Für viele Unternehmen bricht mit Corona eine neue Zeitrechnung an. Einerseits müssen sie aus voller wirtschaftlicher Fahrt eine Vollbremsung hinlegen. Welche Spuren das wo hinterlassen wird, ist offen. Überall arbeiten Menschen mit vollem Einsatz aber daran, diese so gering wie möglich zu halten. Andererseits katapultierte die Entwicklung die Unternehmen von heute auf morgen in eine neue, digitale Welt. Plötzlich müssen Mitarbeiter von zu Hause aus arbeiten, für die das vor einem Monat noch undenkbar war. Prozesse müssen ohne Papier und Unterschrift funktionieren, die seit Jahrzehnten ausschließlich nur so abgewickelt wurden. Das Ideen-Spinnen an der Kaffeemaschine und in der Kantine fällt weg.
IT hält den Laden am Laufen
Als es akut darauf ankam, zauberten die IT–Abteilungen Mittel und Wege aus dem Hut, um den Laden am Laufen zu halten. Von heute auf morgen richteten sie Homeoffice-Prozesse ein, organisierten die virtuelle Teamarbeit und sorgten für einen passenden Datenfluss. Nicht jede Umstellung läuft dabei problemlos, das Knirschen in manchem Zahnrad war und ist laut. Aber die letzten Tage sind ein Beweis dafür, was möglich ist, wenn Fachwissen, Technologie und der unbedingte Wille zur Veränderung zusammenkommen. In der chaotischen ersten Phase setzten die Beteiligten dabei sicherlich so manchen Prozess auf, der mittelfristig nicht stabil ist. Um arbeitsfähig zu bleiben, legten sie einige Regeln und Anforderungen großzügig aus – oder ignorierten sie gleich ganz. Es gilt in den nächsten Wochen und Monaten, daraus stabile Abläufe zu entwickeln, ohne die Leidenschaft der Anfangsphase zu verlieren. Denn die Arbeitsweisen und Abläufe, die Unternehmen jetzt schaffen, verschwinden nach dem Ende der Krise nicht einfach.
Auch in Unternehmen ersetzen digitale Werkzeuge den persönlichen Kontakt zwischen den Menschen nicht zu 100 Prozent. Aber wie im Privaten entstehen hier neue Formen der Kommunikation und des Austausches. Kreativität benötigt vielleicht gar keinen gemeinsamen Workshop-Raum, sondern ein gemeinsames Online-Dokument und ein paar Köpfe, die etwas erreichen wollen.
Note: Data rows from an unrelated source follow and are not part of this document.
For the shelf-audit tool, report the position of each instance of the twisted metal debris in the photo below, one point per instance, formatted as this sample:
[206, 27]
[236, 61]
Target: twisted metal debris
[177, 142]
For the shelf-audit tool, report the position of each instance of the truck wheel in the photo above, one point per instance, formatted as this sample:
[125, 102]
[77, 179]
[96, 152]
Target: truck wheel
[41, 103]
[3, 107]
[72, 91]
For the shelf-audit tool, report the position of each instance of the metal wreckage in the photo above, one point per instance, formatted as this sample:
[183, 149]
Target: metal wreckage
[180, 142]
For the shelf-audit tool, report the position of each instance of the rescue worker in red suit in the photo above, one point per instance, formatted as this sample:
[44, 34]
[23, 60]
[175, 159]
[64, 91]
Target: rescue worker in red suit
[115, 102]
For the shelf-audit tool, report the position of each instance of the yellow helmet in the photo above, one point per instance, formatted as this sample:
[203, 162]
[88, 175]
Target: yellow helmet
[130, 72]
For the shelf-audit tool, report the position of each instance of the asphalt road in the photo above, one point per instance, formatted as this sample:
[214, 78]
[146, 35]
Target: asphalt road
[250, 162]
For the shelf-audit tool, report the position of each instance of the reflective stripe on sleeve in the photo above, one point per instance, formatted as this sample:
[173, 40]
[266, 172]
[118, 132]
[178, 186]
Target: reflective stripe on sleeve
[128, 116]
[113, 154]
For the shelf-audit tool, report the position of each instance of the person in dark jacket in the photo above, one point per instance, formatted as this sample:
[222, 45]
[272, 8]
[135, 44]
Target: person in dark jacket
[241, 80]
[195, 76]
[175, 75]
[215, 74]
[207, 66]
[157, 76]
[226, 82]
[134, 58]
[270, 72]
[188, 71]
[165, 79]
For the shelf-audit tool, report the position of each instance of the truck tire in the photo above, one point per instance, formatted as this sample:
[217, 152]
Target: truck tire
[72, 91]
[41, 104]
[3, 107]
IT gewinnt an Bedeutung und Akzeptanz
Viel wird darüber spekuliert, wie die Welt nach dem Virus aussieht. Ob und wie sich Gesellschaft, Politik und Wirtschaft unter dem Eindruck der Ereignisse langfristig verändern. Die Zusammenhänge sind zu komplex, die Zahl der Einflussfaktoren zu groß und ihr Zusammenspiel zu filigran, um Stand heute belastbare Aussagen zu treffen. Das Prophezeien sollte den Propheten überlassen werden. Aber bei einem Thema lehne ich mich aus dem Fenster: Wir werden ein neues Selbstbewusstsein der IT–Abteilungen erleben. Wer einmal innerhalb von wenigen Tagen eine funktionierende Plattform mit allen Technologien, Prozessen, Tests und Freigaben aus dem Boden stampfte, hat anschließend keine Lust auf zermürbende Abstimmungsprozesse. Wer merkt, wie essenziell seine Leistung für das eigene Unternehmen ist, wird sich mit der Rolle des Erfüllungsgehilfen für das Umsetzen von Anforderungen immer weniger zufriedengeben. Wer sieht, was konsequente Digitalisierung leisten kann, wird sich von einem „Ja, aber“ immer seltener aufhalten lassen. Die aktuelle Krisensituation liegt hoffentlich bald hinter uns. Was bleiben wird, sind IT–Abteilungen, die immer mehr mitgestalten wollen. Und das ist nicht das Schlechteste.
*Volker Gruhn ist Vorsitzender des Aufsichtsrats der adesso SE.